Reputation: 443
I want to copy a particular area of image1 to image2. For that I am using the following code.
for i=1:m
for j=1:n
if(OD(i,j)==0)
result(i,j,1)=Original(i,j,1);
result(i,j,2)=Original(i,j,2);
result(i,j,3)=Original(i,j,3);
end
end
end
This is fine and pretty good. Just to reduce the execution time, I tried the following
for i=1:m
for j=1:n
if(OD(i,j)==0)
result(i,j)=Original(i,j);
end
end
end
This is giving some unnecessary color on the result image. You can see pink color in this image.
Also when I try
result(OD==0)=Original;
I am getting the following error.
In an assignment A(:) = B, the number of elements in A and B must be the same.

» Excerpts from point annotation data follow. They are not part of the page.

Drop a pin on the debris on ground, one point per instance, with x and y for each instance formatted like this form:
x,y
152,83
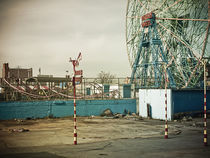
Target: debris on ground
x,y
107,112
118,115
19,130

But both the result and Original images are of same sizes. I don't understand why this is occurring. Can some one tell me what is the difference between them and why the outputs are like that.
Upvotes: 0
Views: 323
Reputation: 2256
The reason is because you haven't set all colours (dimensions) to zero.
Why not vectorise it
[R,C] = find(OD==0); % // Get the coordinates where OD is zero
result(R,C,:)=Original(R,C,:); % // copy the data over at those coordinates
Timings between the the approach above and the original is below. The timings might look slow but bear in mind that it is not on the fastest computer and should be seen as a relative measure.
+----------+------------+
| Original | Vectorised |
+----------+------------+
| 3.663 s | 0.246 (s) |
+----------+------------+
Upvotes: 0
Reputation: 1
I think one image in Matlab have 3 spaces: R, G, B with (,,1) (,,2) (,,3). Problem of you: result(i,j)=Original(i,j);
Upvotes: 0
Reputation: 2431
try
result(OD==0)=Original(OD==0);
otherwise you try to copy the whole Original image into a (sub) area of the result image.